The routing device 130 also has a connection list stored therein, and after parsing the positioning request, the routing device 130 also stores a connection method of the routing device 120 in the connection list:
TABLE 3
Connection list of routing device 130
Device UDP connection method
ff:ff:ff:ff:ff:ff Sock0(server)
42:21:1a:f4:ea:27 Sock0
The UDP connection method Sock0 indicates that in this stage, the routing device 120 can transmit various data to the routing device 130 through connection with the server.

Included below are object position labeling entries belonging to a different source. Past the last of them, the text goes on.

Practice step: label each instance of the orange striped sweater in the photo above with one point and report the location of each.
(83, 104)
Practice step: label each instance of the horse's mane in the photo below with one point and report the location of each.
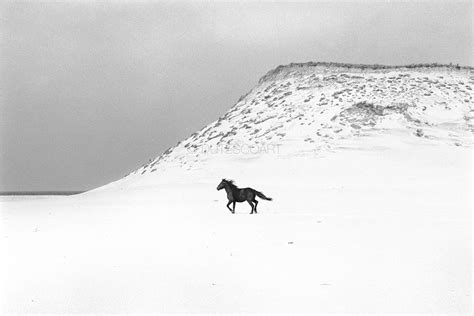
(230, 182)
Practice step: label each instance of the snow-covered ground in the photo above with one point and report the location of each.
(373, 218)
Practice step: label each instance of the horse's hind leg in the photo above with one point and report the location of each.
(229, 206)
(250, 202)
(255, 207)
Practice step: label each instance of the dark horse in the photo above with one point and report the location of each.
(235, 194)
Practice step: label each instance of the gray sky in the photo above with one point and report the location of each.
(90, 91)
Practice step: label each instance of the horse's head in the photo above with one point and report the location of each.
(221, 185)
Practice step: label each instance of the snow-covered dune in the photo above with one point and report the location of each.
(370, 171)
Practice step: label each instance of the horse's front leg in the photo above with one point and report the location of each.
(228, 206)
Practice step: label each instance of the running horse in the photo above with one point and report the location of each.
(235, 194)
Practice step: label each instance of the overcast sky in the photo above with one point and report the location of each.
(90, 91)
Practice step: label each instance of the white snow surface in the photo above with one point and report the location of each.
(371, 175)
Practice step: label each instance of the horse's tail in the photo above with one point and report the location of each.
(262, 196)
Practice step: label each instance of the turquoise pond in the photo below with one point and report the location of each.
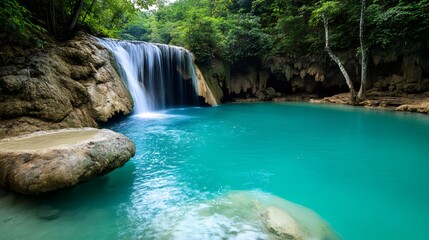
(200, 173)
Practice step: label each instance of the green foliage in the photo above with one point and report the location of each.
(15, 20)
(245, 39)
(398, 23)
(108, 17)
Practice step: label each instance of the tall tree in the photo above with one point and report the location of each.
(354, 98)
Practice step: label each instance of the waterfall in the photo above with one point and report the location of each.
(158, 76)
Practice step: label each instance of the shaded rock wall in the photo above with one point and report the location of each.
(71, 84)
(397, 74)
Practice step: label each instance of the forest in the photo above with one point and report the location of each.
(231, 30)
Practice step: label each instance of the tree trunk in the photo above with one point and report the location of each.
(338, 61)
(364, 57)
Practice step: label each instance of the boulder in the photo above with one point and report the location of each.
(282, 224)
(65, 85)
(49, 160)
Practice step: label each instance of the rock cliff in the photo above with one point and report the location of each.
(390, 74)
(71, 84)
(49, 160)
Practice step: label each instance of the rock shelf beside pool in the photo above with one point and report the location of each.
(49, 160)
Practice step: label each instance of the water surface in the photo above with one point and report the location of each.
(363, 171)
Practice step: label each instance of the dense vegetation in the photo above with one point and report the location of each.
(232, 30)
(241, 29)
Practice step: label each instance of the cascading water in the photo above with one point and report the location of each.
(158, 76)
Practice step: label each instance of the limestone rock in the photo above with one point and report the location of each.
(267, 94)
(71, 84)
(282, 224)
(49, 160)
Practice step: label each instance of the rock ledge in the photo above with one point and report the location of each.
(49, 160)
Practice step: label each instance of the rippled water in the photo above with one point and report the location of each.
(199, 173)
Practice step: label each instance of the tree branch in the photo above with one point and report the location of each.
(337, 60)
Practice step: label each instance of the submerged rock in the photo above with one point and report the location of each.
(49, 160)
(48, 213)
(243, 215)
(282, 224)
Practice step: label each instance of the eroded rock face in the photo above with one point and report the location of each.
(72, 84)
(49, 160)
(282, 224)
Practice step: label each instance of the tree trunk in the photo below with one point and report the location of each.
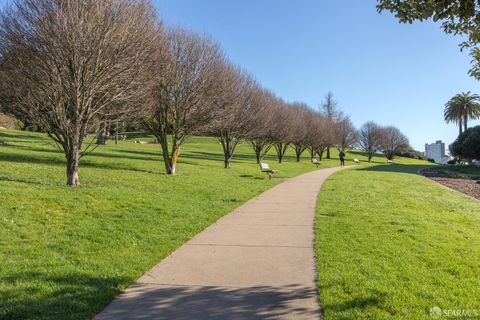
(73, 159)
(174, 158)
(257, 154)
(279, 147)
(116, 133)
(102, 136)
(228, 144)
(320, 153)
(298, 151)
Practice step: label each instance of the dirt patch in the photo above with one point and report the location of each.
(466, 186)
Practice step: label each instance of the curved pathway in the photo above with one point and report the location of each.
(255, 263)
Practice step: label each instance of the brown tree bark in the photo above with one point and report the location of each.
(73, 159)
(281, 148)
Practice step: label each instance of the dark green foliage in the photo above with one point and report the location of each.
(467, 145)
(458, 17)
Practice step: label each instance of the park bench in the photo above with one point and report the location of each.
(266, 169)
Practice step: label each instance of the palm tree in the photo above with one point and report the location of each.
(461, 108)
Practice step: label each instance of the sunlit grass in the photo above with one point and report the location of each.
(65, 253)
(391, 244)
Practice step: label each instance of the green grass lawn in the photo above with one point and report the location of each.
(460, 172)
(391, 244)
(65, 253)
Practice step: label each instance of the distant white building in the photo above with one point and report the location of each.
(435, 151)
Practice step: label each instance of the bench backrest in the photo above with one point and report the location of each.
(264, 166)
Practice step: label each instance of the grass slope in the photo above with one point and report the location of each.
(391, 244)
(65, 253)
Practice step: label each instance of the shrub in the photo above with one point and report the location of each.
(467, 145)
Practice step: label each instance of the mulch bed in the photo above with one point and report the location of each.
(466, 186)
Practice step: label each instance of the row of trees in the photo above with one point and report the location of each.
(77, 67)
(461, 108)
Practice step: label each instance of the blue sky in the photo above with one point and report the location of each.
(376, 68)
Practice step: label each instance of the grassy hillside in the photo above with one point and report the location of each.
(67, 252)
(392, 244)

Because the virtual IP address 10.2.3.100 in the address inquiry message is in the virtual subnet of the routing device 130, the routing device 130 sends the positioning information to the routing device 120 via Sock0, i.e. via the forwarding path of the server 110. The data content of the positioning information includes the following information:
{00:ff:7f:0a:81:6d, 42:21:1a:f4:ea:27, SMB, encrypted message (10.2.3.100 is at 42:21:1a:f4:ea:27)}
The routing device 120 determines that the routing device corresponding to the virtual IP address 10.2.3.100 is the routing device 130 by parsing the positioning message in the positioning information.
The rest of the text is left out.